This tutorial presents an example of application of RNN to texts classification using padded and bucketed data to efficiently handle sequences of varying lengths. It requires running on a GPU with CUDA.

Example based on sentiment analysis on the IMDB data.

Load some packages

require("readr")
require("dplyr")
require("plotly")
require("stringr")
require("stringi")
require("AUC")
require("scales")
require("mxnet")

Load utility functions

source("mx.io.bucket.iter.R")
source("rnn.graph.R")
source("rnn.R")
source("rnn.train.R")
source("rnn.infer.R")

What’s special about sequence modeling?

Whether we’re working with text at the character or word level, NLP tasks naturally involves dealing with sequences of varying length.

This can present some challenges as the explicit representation of an unrolled RNN involves a fixed length sequence. Rather than defining new symbolic model for each sequence length, the mx.symbol.RNN operator simplifies the process by abstracting the recurring process into a single operator that accepts sequences of varying lengths.

To efficiently feed the RNN network, two tricks can be used:

  • Padding: fill the modeled sequences with an arbitrary word/character up to the longest sequence. This results in sequences of even lengths, but potentially of excessive size for an efficient training.
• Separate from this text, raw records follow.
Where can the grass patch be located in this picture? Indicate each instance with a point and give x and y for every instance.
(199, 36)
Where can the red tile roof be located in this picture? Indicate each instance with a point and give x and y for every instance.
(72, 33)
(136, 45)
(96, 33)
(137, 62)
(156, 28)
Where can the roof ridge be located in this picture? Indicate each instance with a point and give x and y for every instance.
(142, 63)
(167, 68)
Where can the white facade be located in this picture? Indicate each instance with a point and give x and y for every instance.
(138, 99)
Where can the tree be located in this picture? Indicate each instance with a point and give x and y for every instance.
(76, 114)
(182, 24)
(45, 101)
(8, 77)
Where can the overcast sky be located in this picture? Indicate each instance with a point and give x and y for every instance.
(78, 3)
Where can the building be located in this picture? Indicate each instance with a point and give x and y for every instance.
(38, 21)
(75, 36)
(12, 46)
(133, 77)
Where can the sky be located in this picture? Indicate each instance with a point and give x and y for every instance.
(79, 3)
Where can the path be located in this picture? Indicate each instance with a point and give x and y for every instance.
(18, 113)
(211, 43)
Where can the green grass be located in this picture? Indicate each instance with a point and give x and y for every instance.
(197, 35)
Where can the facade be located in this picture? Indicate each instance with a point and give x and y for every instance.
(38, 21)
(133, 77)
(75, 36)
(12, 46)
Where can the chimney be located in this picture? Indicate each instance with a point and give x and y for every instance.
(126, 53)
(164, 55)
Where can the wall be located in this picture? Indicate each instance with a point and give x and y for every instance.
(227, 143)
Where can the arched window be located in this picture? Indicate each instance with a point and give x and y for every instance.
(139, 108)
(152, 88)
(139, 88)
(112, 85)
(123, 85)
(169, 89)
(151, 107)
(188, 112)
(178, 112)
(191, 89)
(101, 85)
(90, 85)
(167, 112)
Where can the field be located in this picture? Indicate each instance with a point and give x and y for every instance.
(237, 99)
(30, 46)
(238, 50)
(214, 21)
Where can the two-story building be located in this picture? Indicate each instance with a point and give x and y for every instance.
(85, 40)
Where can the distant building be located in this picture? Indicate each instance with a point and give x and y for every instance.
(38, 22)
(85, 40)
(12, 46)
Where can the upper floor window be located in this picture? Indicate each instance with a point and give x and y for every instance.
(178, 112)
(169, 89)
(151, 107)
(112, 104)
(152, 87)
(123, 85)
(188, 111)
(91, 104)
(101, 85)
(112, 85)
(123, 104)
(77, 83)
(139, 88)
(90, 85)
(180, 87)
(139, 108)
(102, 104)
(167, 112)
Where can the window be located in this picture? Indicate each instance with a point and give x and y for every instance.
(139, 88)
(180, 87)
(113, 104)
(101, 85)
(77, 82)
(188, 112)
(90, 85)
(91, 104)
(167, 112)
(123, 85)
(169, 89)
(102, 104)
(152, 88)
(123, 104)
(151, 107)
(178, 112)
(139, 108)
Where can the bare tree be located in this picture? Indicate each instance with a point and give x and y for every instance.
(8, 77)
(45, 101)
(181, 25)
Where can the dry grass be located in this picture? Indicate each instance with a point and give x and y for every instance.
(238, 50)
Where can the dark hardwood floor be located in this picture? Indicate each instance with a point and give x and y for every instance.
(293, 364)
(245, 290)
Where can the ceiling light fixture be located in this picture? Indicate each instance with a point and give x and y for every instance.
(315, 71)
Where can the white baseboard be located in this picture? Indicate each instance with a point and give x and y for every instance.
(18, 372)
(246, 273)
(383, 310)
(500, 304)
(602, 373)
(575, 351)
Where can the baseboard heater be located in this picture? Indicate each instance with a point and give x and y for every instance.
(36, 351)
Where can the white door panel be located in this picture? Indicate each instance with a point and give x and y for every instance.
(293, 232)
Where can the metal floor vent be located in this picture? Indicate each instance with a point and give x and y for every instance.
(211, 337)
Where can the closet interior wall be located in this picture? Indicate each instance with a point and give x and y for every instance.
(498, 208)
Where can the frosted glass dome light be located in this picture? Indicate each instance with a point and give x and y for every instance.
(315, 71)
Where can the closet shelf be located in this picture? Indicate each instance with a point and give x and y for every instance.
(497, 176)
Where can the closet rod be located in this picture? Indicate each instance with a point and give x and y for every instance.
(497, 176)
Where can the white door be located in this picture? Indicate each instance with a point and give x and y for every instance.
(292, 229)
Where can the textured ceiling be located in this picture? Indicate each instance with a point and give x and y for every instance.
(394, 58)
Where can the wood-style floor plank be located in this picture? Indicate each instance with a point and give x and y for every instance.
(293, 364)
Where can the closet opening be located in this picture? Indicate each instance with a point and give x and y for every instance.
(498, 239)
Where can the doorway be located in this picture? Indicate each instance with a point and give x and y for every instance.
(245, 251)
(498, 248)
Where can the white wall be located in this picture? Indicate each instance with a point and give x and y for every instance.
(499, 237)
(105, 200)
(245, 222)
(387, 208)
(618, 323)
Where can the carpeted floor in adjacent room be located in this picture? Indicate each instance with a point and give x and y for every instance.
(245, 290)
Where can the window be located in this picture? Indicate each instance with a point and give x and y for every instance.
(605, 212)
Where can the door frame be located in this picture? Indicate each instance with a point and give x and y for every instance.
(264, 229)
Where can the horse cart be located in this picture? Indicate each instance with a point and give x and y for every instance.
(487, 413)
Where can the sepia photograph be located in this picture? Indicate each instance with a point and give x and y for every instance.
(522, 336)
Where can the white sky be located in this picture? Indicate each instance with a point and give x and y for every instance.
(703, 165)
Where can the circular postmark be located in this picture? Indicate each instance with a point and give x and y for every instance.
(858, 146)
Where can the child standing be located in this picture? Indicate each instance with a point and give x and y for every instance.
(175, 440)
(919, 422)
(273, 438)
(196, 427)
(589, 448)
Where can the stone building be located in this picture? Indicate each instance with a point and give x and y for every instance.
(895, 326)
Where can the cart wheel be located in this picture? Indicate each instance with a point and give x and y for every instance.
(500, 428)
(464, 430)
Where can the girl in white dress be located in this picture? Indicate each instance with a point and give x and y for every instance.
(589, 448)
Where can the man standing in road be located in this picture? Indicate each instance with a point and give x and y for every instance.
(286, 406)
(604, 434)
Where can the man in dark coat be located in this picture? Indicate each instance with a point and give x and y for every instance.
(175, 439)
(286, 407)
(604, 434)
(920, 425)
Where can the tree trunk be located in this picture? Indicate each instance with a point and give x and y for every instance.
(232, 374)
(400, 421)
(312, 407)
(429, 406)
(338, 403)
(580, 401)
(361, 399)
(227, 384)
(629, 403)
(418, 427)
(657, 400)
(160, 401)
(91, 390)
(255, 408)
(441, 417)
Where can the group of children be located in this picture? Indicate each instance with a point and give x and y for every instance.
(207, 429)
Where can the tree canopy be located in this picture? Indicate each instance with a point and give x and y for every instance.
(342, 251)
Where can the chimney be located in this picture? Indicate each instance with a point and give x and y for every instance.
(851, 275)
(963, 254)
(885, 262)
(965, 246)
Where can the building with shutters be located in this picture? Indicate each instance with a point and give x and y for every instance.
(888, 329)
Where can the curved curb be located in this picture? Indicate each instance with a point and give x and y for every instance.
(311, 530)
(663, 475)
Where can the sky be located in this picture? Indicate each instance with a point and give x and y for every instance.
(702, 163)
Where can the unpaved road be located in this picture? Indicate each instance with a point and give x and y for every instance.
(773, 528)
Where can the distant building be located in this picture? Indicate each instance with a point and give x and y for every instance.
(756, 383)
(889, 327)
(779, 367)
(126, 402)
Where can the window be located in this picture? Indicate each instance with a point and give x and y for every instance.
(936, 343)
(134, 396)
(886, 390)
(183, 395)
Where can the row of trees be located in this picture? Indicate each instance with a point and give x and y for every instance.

  • Bucketing: apply the padding trick but to subgroups of samples split according to their lengths. This results in multiples trainings sets, or buckets, within which all samples are padded to an even length.

Below is the graph representation of a seq-to-one architecture. Note that input data is of shape seq_length X batch.size while ouput of the RNN operator is of shape hidden.features X batch.size X seq_length.

rnn_graph_seq_one <- rnn.graph(num.rnn.layer = 2, 
                               num.hidden = 20,
                               input.size=100,
                               num.embed=16, 
                               num.label=2,
                               dropout=0.5, 
                               ignore_label = 0,
                               cell.type="lstm",
                               masking = T,
                               config = "seq-to-one")

graph.viz(rnn_graph_seq_one, type = "graph", direction = "LR", graph.height.px = 200, graph.width.px = 700, shape=c(5, 64))

Data preparation

Data preparation is performed by the script: data.preprocessing.R.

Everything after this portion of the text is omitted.